360. Benefits

Updated July 1, 2021

A benefit is a valued or desired outcome, or an advantage. In research, benefits generally fall into two categories: benefits to the individual participants in the research and benefits to science or society. Direct benefits to participants can take the form of therapy, education, information, resources, or empowerment.

When research is diagnostic or therapeutic and involves participants with a specific illness or abnormal condition, individual benefits may include improved health or enhanced understanding of the individual's condition. Individual benefits of education research may include improvements in a student's learning or study skills. Benefits of social research may include increased access to resources for a participant.

Benefits to science/society include the knowledge researchers expect to gain from conducting the study. Scientific/societal benefits may include improved safety; technological advances; or enhanced understanding of a behavior, disorder, or condition.

The Belmont Report proposes that in human research, the concept of benefits implies an obligation for researchers to maximize benefits. This requires forethought and careful planning to ensure the research design has scientific or scholarly validity. Identification of research benefits also requires objective consideration of the presuppositions of the research.

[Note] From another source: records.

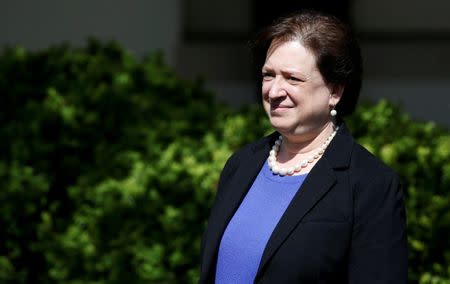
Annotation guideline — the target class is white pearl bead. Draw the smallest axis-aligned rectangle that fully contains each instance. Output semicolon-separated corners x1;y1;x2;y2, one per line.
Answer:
288;168;295;175
267;127;339;176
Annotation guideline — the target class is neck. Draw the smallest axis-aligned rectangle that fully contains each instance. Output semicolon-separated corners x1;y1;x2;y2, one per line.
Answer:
280;121;336;160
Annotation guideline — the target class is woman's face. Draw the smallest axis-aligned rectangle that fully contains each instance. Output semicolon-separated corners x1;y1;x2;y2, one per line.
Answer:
262;41;342;139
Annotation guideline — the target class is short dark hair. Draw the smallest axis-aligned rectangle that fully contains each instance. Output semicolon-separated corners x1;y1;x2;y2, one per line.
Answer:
250;10;362;116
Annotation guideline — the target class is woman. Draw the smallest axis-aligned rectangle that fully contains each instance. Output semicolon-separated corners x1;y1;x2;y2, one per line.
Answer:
200;11;407;284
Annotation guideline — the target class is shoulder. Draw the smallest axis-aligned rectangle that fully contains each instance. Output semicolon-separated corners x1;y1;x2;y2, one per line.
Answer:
220;132;279;183
350;143;397;182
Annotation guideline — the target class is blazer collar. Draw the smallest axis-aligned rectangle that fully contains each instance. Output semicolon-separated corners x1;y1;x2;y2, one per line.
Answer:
255;124;354;283
201;124;353;282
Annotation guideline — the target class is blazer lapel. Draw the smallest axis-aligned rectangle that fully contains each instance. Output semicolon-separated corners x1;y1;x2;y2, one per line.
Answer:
255;125;353;283
203;135;275;278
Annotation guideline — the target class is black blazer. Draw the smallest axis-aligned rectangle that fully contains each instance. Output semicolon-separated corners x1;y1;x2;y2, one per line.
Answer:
199;125;407;284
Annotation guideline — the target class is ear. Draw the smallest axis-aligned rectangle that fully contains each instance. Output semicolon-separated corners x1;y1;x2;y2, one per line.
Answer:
329;85;344;108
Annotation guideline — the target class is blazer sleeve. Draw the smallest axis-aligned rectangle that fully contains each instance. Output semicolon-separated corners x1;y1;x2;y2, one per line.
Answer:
348;172;408;284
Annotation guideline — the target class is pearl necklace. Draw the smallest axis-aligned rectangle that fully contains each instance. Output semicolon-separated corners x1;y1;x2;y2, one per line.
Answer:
267;127;339;176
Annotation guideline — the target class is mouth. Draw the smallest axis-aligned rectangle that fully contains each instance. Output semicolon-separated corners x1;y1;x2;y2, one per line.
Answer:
270;104;292;112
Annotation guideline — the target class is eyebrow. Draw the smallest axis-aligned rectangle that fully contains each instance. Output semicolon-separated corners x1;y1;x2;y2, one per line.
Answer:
261;65;311;80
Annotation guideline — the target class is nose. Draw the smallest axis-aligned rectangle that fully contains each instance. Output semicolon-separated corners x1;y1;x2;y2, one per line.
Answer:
269;76;287;100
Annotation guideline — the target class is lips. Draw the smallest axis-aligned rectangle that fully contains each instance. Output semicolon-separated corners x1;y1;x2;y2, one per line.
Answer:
270;104;292;111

  • Research benefits can only be anticipated. If benefits were certain, there would be no reason to conduct the research.
  • Research benefits must be consistent with the research purpose and study design and procedures.
  • Research benefits must be distinguished from the good that may result from therapies or interventions that would be performed even if the research was not taking place.
  • Research benefits must be limited to outcomes/advantages that result from the specific research study; not the possible benefits that may result from future changes to policy or programs.

When inviting and enrolling prospective participants into a research study, investigators must not overstate or use language that implies the benefits will result. Research benefits can never be guaranteed. During informed consent, investigators must make it clear that the stated benefits are what the investigators hope will happen.

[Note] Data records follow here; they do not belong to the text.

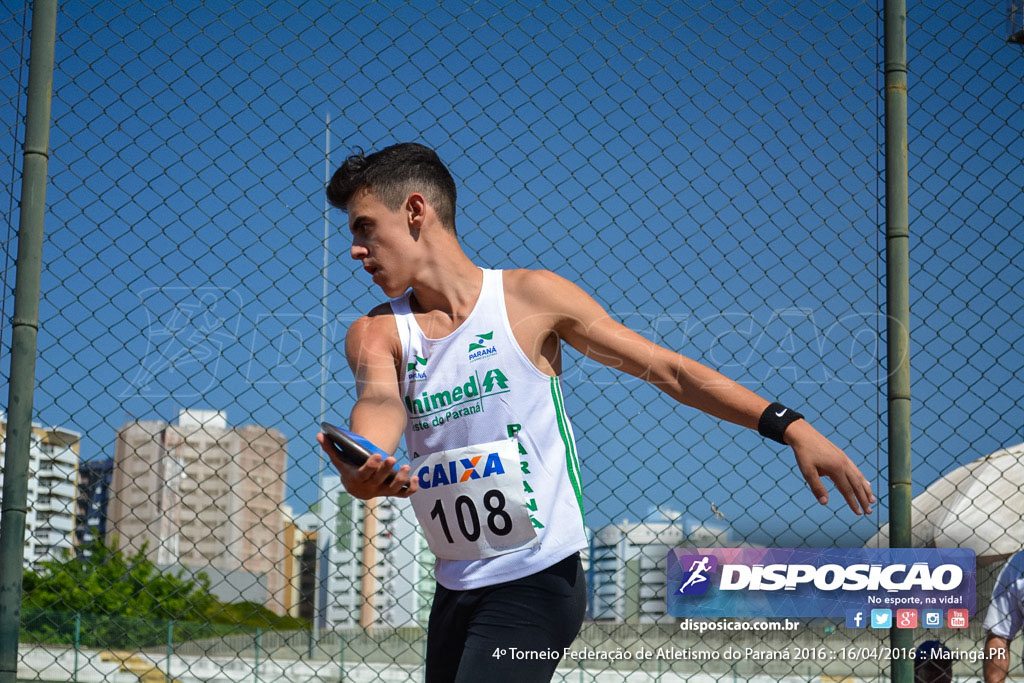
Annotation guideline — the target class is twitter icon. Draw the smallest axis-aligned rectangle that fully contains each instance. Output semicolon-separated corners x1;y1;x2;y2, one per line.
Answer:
871;609;893;629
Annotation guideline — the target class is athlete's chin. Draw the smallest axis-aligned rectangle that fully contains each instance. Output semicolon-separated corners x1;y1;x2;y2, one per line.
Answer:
377;283;409;299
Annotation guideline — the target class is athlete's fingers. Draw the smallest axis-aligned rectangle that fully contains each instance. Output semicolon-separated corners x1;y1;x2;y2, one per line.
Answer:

When appropriate, investigators have an obligation to provide participants with reasonable alternatives to the research, especially when a known alternative intervention is available that is equally likely to result in the same benefits as the research. In the latter case, the risk of the alternative would be known whereas the risk of participation in the research can only be surmised.

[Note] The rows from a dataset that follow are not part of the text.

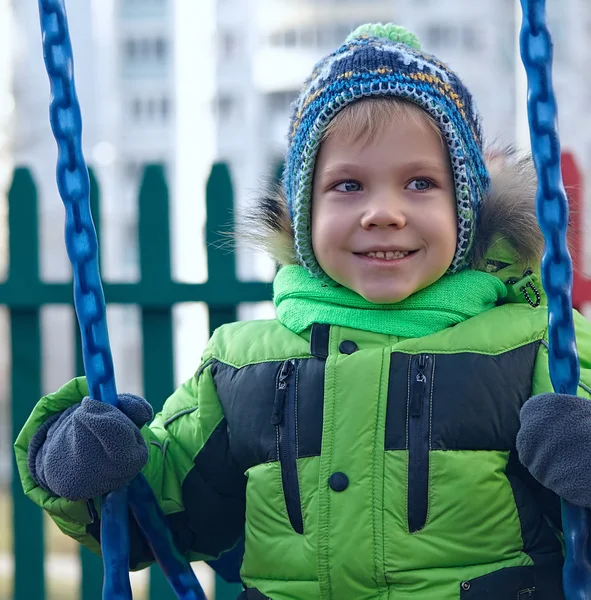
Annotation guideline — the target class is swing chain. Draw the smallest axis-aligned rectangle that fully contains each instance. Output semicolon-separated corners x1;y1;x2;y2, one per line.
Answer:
521;0;580;394
39;0;117;404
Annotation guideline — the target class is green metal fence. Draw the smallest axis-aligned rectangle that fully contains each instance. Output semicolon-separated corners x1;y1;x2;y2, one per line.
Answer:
0;164;271;600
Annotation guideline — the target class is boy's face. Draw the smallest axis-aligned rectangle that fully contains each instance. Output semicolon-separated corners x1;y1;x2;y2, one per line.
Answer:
312;114;457;304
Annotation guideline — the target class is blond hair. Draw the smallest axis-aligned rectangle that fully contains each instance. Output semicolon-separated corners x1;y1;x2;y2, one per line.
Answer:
321;96;443;144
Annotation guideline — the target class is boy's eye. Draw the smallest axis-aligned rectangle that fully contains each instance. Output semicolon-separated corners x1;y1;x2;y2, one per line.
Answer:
333;181;361;193
408;179;433;192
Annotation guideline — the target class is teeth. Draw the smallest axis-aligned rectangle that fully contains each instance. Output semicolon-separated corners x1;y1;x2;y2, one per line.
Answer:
365;250;410;260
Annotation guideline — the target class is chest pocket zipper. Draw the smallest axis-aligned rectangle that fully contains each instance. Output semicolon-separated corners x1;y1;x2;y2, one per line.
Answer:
408;354;433;533
271;360;304;534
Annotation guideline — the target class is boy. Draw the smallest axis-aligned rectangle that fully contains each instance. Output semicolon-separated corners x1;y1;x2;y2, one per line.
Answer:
16;25;591;600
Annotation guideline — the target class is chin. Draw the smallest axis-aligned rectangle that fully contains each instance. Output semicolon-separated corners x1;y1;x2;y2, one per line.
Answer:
357;290;412;304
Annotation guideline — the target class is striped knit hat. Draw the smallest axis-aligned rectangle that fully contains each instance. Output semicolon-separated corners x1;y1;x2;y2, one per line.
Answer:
283;24;489;280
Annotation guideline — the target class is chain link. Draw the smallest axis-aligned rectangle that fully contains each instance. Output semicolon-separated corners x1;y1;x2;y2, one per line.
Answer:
521;0;579;394
39;0;117;405
520;0;591;600
38;0;205;600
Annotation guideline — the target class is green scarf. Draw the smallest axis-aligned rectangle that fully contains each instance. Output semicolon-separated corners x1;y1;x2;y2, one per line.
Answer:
273;265;506;338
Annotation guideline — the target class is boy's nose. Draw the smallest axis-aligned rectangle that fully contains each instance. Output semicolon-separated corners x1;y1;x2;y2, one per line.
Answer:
361;196;406;229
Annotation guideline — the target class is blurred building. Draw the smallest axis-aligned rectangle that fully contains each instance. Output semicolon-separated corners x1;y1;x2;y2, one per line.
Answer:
216;0;591;274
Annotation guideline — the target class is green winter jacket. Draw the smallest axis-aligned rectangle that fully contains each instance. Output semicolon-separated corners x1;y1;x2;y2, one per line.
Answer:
15;152;591;600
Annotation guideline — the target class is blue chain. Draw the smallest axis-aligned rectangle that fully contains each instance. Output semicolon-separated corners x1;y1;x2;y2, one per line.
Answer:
38;0;206;600
520;0;591;600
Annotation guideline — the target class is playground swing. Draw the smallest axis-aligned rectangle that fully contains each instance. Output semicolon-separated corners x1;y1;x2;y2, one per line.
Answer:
38;0;591;600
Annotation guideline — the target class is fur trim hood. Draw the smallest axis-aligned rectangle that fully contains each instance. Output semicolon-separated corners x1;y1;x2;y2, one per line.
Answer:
238;148;544;281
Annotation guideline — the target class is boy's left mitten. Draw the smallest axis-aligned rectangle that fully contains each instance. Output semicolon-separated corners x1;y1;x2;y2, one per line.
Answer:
27;394;153;500
517;394;591;507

Although participation in research may be a personally rewarding activity or a humanitarian contribution, these subjective benefits should not enter the investigator's justification for the research or the IRB's analysis of benefits and risks.

The benefits of a study do not alter the risk classification. The risk/benefit assessment only refers to the acceptability of the risk, not the level of the risk. A study deemed greater than minimal risk cannot be classified as minimal risk because the potential benefits are great, but it could be approved for that reason (whereas the same greater than minimal risk study may not be approvable if the benefits are lacking). An IRB reviewer should disapprove research in which the risks are judged to be unreasonable in relation to the anticipated benefits.